Foodman CPAs and Advisors

Tax Transparency in Cross-Border Structuring: What LATAM Institutions Should Prepare for in 2025

by Foodman CPAs & Advisors 

As global tax transparency standards evolve, financial institutions across Latan America (LATAM) are facing rising expectations, particularly in how they manage cross-border structuring, beneficial ownership disclosure, and digital asset reporting. 

The latest OECD compliance updates signal a strategic shift: tax transparency is no longer a matter of passive reporting. It now requires proactive, real-time alignment with international standards, especially for institutions serving high-net-worth individuals, family offices, and cross-border entities. 

What’s Changing: A Shift Toward Real-Time, Global Visibility 

The OECD’s evolving frameworks, including the Crypto-Asset Reporting Framework (CARF), DAC7/DAC8, and expended CRS and FATCA guidelines are accelerating the move from static information exchange to dynamic, multi-jurisdictional oversight.  

LATAM Financial Institutions must be prepared to: 

  • Track and document ultimate beneficial ownership (UBO) 
  • Verify tax residency and economic substance 
  • Comply with crypto asset reporting obligations 
  • Monitor cross-border financial flows for audit readiness 

Institutions already aligned with a baseline should now assess whether their systems and teams are equipped to support deepertransparency and global interoperability. 

Transparency as a Strategic Asset 

Cross-border structuring remains a legitimate tool for asset protection, succession planning, and jurisdictional diversification. What’s changing is the expectation of visibility, not just into what the structure is, but how and why it exists. 

Today, transparency enables strategy. The institutions best positioned for 2025 are those that view tax compliance as driver of:  

  • Client trust 
  • Operational continuity 
  • Regulatory alignment with global partners 

Clients are increasingly seeking advisors who can navigate complexity without compromising their objectives. This is especially true as cross-border tax risk becomes a business continuity issue. 
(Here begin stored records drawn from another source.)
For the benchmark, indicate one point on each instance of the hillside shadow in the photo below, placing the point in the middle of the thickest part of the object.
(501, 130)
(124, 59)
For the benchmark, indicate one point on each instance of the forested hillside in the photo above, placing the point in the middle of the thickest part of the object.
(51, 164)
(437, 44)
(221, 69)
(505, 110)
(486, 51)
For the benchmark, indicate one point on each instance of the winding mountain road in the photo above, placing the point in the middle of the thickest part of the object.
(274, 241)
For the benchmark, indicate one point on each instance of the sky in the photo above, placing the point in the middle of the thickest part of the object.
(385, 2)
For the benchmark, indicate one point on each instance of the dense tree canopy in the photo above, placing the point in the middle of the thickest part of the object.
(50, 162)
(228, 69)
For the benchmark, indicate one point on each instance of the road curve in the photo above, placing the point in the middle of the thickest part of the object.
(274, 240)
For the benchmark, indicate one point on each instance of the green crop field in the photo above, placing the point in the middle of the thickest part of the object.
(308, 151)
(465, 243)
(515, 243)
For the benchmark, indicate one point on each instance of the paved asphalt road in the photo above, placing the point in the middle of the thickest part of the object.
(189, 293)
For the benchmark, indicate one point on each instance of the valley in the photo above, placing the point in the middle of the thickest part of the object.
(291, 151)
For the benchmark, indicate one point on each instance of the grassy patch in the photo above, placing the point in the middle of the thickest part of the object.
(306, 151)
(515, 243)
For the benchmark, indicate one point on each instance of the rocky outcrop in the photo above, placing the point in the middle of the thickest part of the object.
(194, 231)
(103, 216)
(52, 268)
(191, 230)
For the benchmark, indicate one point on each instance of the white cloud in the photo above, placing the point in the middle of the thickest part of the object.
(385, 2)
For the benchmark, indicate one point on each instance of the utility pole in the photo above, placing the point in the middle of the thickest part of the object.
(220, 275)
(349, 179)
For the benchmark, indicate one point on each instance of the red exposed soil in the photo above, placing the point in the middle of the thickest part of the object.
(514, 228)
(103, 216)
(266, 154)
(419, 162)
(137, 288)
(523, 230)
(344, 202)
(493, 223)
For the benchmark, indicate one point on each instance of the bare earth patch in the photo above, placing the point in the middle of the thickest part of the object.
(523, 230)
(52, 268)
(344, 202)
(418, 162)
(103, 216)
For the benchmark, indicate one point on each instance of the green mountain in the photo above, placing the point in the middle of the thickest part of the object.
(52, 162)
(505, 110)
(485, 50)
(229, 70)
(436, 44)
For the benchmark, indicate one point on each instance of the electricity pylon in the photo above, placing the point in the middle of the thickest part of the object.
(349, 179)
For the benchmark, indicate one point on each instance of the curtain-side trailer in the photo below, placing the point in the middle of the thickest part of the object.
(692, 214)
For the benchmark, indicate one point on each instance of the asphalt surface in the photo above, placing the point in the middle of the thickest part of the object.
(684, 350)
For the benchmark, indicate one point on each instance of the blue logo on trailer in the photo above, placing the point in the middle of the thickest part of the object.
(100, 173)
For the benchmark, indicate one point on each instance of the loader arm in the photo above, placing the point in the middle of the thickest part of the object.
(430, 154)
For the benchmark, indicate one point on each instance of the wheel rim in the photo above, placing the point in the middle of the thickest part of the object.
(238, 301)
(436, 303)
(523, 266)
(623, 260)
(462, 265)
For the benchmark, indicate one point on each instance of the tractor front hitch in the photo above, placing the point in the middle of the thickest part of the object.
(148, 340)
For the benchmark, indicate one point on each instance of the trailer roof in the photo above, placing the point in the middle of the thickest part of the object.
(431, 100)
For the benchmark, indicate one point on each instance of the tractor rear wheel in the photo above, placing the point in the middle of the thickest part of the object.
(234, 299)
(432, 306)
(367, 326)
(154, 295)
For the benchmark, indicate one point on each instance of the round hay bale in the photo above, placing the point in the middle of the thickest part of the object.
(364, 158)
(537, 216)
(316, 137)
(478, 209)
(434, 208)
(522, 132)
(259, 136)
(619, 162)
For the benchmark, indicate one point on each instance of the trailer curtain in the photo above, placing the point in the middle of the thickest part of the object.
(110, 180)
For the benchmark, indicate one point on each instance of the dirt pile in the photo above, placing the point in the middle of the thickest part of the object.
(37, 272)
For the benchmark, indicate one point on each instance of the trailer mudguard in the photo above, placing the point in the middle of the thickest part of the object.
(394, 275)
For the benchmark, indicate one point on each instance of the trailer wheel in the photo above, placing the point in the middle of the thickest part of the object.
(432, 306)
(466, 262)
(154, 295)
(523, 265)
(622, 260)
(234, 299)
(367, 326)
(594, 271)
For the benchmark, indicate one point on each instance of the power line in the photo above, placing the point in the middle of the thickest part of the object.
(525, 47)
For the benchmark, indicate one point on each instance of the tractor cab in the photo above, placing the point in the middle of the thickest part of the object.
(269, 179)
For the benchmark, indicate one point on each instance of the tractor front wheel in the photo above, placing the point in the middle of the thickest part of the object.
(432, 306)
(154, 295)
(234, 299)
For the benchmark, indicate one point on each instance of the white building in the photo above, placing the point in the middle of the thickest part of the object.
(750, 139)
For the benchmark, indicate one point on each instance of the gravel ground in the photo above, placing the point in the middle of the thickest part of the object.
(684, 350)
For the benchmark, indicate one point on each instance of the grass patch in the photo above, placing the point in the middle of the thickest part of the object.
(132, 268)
Why LATAM Institutions Are Under the Microscope 

LATAM jurisdictions are playing a growing role in the global tax ecosystem. With more countries joining the OECD’s Global Forum on Transparency and Exchange of Information, local governments are enacting legislation aligned with international reporting standards and increasing participation in automatic exchange of information (AEOI) programs. 
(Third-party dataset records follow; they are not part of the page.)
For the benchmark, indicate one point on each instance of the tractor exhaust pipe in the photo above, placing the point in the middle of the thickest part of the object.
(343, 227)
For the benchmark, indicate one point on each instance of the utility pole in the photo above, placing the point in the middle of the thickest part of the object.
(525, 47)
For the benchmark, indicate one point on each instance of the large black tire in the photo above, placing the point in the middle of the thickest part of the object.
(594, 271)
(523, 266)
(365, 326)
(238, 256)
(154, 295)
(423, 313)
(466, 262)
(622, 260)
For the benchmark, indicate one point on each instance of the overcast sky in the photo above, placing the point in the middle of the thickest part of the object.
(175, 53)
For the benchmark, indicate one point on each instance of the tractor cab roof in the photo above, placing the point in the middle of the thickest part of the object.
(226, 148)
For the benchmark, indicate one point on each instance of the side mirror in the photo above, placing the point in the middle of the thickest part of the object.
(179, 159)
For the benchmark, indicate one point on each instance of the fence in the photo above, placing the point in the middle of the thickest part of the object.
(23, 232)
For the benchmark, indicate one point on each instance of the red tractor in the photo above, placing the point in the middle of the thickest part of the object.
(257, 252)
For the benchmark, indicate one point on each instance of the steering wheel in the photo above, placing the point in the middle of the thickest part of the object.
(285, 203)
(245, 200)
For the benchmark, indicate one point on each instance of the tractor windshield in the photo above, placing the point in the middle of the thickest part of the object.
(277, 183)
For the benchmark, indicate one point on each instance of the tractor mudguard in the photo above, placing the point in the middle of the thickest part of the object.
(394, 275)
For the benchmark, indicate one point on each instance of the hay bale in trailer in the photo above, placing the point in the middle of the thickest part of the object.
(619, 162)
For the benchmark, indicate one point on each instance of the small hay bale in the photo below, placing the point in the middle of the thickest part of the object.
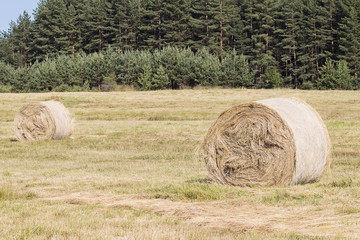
(43, 120)
(277, 141)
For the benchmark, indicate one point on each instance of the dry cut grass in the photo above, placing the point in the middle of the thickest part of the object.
(133, 170)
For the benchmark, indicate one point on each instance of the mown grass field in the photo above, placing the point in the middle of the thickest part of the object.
(133, 170)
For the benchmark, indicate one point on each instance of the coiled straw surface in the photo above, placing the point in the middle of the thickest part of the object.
(42, 120)
(275, 141)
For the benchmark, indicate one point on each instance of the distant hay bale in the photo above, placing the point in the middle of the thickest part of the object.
(42, 120)
(277, 141)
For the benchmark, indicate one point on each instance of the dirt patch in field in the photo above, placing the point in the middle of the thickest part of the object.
(234, 215)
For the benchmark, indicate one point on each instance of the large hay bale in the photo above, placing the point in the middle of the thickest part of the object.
(275, 141)
(42, 120)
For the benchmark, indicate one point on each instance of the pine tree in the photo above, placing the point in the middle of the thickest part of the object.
(175, 23)
(288, 21)
(20, 38)
(350, 40)
(150, 28)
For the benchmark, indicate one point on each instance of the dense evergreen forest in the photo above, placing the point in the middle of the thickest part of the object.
(157, 44)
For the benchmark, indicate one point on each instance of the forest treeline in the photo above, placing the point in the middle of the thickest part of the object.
(155, 44)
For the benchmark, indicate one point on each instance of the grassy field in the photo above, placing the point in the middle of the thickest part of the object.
(133, 170)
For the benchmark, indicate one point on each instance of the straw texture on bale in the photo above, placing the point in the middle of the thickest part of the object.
(277, 141)
(42, 120)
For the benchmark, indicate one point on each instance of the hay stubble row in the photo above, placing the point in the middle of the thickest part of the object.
(82, 166)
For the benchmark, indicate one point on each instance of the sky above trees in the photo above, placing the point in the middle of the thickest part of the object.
(11, 11)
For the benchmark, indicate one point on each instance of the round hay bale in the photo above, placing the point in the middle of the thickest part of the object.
(277, 141)
(42, 120)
For financial institutions, this means: 

  • More frequent and detailed reporting requests 
  • Heightened due diligence expectations 
  • Pressure from international correspondent banks to demonstrate compliance. 

In short, regulatory alignment is now a precondition for global market access.  

Closing the Compliance Gap: Cross-Function Coordination  

One of the biggest weaknesses revealed in recent reviews is the lack of internal integration between tax, compliance, and relationship teams. This leads to fragmented views of client structure, especially when:  

  • Advisors operate independently of internal reporting systems 
  • Structures are legacy-based and not fully documented 
  • Relationship managers are siloed from compliance teams 

Actionable next steps include: 

  • Establishing shared views of client structuring risk 
  • Holding cross-functional reviews between tax, legal, and compliance  
  • Creating policies for identifying and documenting sensitive arrangements 

Better coordination doesn’t just mitigate risk. It improves efficiency and enhances client trust. 

2025 Readiness: Practical Steps for LATAM Institutions 

The next 12–18 months present a key opportunity to future-proof compliance frameworks. Institutions should:  

  • Inventory client structures with trusts, crypto exposure, or offshore entities 
  • Map regulatory intersections  between OECD, FATCA, CRS, DAC8, and local laws 
  • Review documentation  for substance, UBO, and tax residency gaps 
  • Upskill teams on CARF, DAC8, and digital assets reporting 
  • Support voluntary disclosures to regularize legacy structures 

The goal isn’t just box-checking, it’s building compliance infrastructure that supports growth, governance, and trust. 

Is Your Strategy Ready? 

Tax transparency is no longer optional. It’s a strategic business imperative. Institutions that act now can better serve sophisticated clients, meet international expectations, and remain competitive in an increasingly scrutinized landscape.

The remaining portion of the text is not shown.